Except there was no town. They had been defrauded. There were no trees, no water, no railroad, no houses, banks or stores. Even the deeds to their land were fake. They were in the middle of nowhere.
So what did they do? They dug a well, planted food and started building.
You might say they had no choice, but that is not the point. Their resourcefulness was breathtaking.
I suspect that typical people of today could be dropped into the fecundity of a temperate eastern forest in springtime, and would starve to death. And yet these European settlers, using only what they had brought — wagons, mules, horses, cows, supplies — not only survived in that forbidding land, but built a city.
They lived in tents while they built dugout houses in the frozen earth by measuring off and then gathering buffalo and cow chips, laying them in the outline of their homes-to-be and setting them afire. As the fire burned out and the ground thawed, they’d dig out and start over with another layer of chips. Over time, they built the houses up with walls formed from cut sod. Over time, things improved. They raised crops, barns, cattle, and families.
The process was slow but not that slow. By 1912 the town had a general store, telephone company, a drugstore, a tinsmith, a blacksmith, a barbershop, a hotel, a feed yard, a grocer, a livery, and two newspapers.
It annoys hell out of me to hear the media trope that Mexicans are doing the jobs that no one else wants, and that’s why they’re here; that Mexicans are doing jobs Americans won’t do.
They’re saying we’re lazy.
Yet Americans built this country from scratch, with cyclonic energy. We built homes, farms, churches, factories, schools and, yes, saloons and fences. We built cities, but more than that we built communities, and a nation.
We made some terrible mistakes, such as overplowing the Great Plains and creating the Dust Bowl, but we weren’t lazy. We were up before dawn and didn’t even have the word siesta.

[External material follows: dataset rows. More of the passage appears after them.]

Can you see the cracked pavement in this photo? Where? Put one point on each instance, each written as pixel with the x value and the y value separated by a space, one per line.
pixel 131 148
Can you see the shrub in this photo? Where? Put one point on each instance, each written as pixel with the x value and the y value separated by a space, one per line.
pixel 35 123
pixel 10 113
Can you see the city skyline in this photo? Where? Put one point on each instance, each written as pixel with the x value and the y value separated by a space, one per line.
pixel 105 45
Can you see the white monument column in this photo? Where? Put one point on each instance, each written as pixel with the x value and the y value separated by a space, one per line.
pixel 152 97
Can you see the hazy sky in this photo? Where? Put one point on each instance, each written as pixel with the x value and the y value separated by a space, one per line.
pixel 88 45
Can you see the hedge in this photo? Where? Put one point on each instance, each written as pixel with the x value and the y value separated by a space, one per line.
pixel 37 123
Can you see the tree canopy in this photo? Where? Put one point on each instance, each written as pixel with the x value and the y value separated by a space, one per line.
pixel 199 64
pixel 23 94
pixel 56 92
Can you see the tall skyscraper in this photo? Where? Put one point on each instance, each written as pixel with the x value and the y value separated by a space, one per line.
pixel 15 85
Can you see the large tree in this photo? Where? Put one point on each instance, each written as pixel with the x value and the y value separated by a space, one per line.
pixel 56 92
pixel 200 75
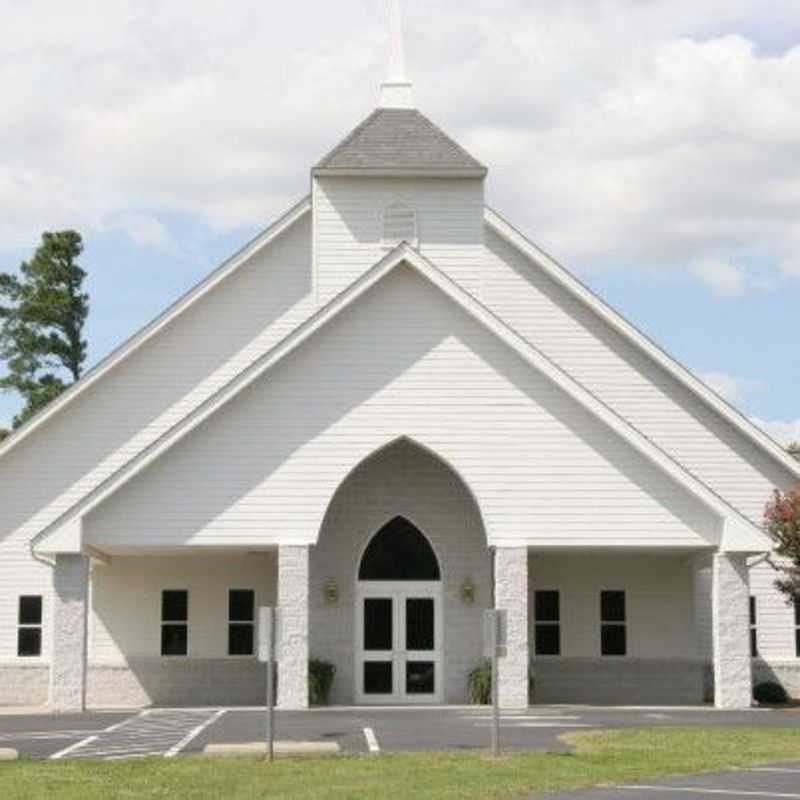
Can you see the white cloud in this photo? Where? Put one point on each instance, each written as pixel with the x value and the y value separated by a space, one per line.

My own German and Irish ancestors worked hard and were tough. Today, most of us no longer know how to dig a well, build a house out of sod, or live off the land. What’s been lost, however, is the not the will, it’s the know-how. The perception that we can’t cook and clean for ourselves, grow our food and raise our children — that we aren’t self-reliant — is not just offensive, but absurd.
Let’s talk about what people “don’t want to do.” We don’t refer to jobs like picking crops and janitor as “things we want to do.” We call them work, and have to get paid to do them. That’s no different from Mexicans.
We’re told that Mexicans are cheaper, just like Walmart is cheaper. But are they really? Not when you factor in the costs to our social ecology. No decent society has the goal of reducing its people’s wages. Wages are the incentive to work. They are good things.
Adam Smith understood this rightly when he invented capitalism. If it’s not worth it for us to work, or if the government pays us to not work, we won’t work. Even though a man with a job is a happier man. Even if we were saints, we’d still be human saints. Competing to be paid less immiserates everyone.